Contract: 1 year (renewable)

Employment: Outsource through ManpowerGroup Middle East

Role Summary:

The Regulatory Affairs Specialist will be working with local health authorities, local distributors (or company partners) and different departments within global and local company. This person will help cover regions such as Bahrain, Kuwait, Qatar, Oman, the UAE, Lebanon, Jordan, Egypt and other local representative markets.

Key Accountabilities:

• Prepare and manage new product submissions for regulatory approval to the local Health Authority (HA), both eCTD and paper submissions.
• Liaise with global regulatory colleagues to execute the approved regulatory filing strategies for the region.
• Labelling:Prepare files, liaise with partners, submit to HA, track, archive and manage label update submissions across Middle East.
• Prepare and submit for HA review - CMC amendments to product dossiers.
• Respond to HA queries on both new product and amendment submissions.
• Life cycle management of registered drug products.
• Keep track of periodic license renewals and submit to HA so as to maintain uninterrupted supply of drugs to patients.
• Liaise with local marketing and market access divisions to provide regulatory support.

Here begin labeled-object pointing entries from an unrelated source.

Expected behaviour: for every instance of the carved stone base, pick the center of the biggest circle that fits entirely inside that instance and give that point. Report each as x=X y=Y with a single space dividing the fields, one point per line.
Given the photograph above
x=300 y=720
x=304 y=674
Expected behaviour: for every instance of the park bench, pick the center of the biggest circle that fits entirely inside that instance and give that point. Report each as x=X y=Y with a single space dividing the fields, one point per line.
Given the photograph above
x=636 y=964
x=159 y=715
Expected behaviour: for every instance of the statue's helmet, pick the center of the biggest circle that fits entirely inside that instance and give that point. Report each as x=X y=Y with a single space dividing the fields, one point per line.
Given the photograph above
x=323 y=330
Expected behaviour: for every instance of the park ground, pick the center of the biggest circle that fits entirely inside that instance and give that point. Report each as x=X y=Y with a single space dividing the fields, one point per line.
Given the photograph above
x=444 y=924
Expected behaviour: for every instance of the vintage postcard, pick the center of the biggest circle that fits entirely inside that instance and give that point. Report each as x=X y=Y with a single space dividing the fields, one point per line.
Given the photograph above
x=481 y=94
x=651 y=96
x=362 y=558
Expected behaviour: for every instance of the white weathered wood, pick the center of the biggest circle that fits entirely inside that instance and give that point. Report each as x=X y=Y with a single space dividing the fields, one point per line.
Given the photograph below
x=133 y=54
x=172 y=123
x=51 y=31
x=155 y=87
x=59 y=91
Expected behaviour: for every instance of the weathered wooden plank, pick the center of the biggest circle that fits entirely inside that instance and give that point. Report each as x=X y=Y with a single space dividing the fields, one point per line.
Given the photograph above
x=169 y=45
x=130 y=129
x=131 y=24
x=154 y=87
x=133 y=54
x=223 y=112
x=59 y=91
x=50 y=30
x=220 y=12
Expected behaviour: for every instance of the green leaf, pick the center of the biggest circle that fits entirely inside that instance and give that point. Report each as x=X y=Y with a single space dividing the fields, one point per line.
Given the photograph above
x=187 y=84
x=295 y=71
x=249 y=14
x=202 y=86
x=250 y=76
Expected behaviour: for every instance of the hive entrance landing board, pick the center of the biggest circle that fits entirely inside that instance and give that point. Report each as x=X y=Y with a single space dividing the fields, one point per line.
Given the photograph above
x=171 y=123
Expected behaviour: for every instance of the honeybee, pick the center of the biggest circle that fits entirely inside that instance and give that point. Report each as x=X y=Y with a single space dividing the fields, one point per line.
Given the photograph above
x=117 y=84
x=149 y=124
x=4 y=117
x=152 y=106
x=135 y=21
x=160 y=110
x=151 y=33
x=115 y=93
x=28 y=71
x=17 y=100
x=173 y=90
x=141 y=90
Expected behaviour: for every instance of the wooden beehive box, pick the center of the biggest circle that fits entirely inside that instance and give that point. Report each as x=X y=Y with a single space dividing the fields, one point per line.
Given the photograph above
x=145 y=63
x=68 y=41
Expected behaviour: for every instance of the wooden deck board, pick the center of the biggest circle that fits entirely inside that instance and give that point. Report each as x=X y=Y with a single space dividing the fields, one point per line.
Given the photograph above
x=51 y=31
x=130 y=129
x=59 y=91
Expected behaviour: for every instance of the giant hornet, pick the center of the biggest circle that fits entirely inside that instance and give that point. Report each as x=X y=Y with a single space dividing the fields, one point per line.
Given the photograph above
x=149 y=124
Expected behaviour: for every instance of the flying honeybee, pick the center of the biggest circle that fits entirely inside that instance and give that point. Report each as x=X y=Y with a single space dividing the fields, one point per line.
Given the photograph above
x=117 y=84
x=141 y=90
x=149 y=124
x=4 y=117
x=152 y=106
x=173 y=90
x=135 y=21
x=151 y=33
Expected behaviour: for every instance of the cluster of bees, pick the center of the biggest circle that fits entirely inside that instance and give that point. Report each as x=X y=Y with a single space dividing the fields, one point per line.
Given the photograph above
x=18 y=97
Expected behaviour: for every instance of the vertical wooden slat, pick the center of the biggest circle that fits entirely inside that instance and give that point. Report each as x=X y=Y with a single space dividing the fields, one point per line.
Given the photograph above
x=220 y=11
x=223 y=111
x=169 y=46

This includes formal quarterly regulatory feedback sessions.
• Review and approve all local artwork.
• Participate in site to market meeting with the cross functional teams to plan new product launch.
• Attend quarterly Gulf compliance committee meetings and keep track of compliance topics.
• Regulatory review of promotional material and clinical trial study medication labelling.
• Communicate with HA regarding initiated product license withdrawals and recalls, as per the directions from Global/SOP.
• Liaise with local partners to manage day to day regulatory activities in the region.
• Update VERITY (Regulatory information repository), local archives and local labelling SharePoint

Qualifications and Requirements:

• Bachelors Degree in Science and/or Pharmacy
• Professional experience with 3-4 years of relevant regulatory affairs experience in the region (any of the countries mentioned above), preferably in Pharma industry.
• Up-to-date regulatory affairs and industry knowledge.
• Ability to execute with accuracy, sense of urgency, good communication skills.
• Must be a team player, agile and willing to take up additional projects as per the company's requirement.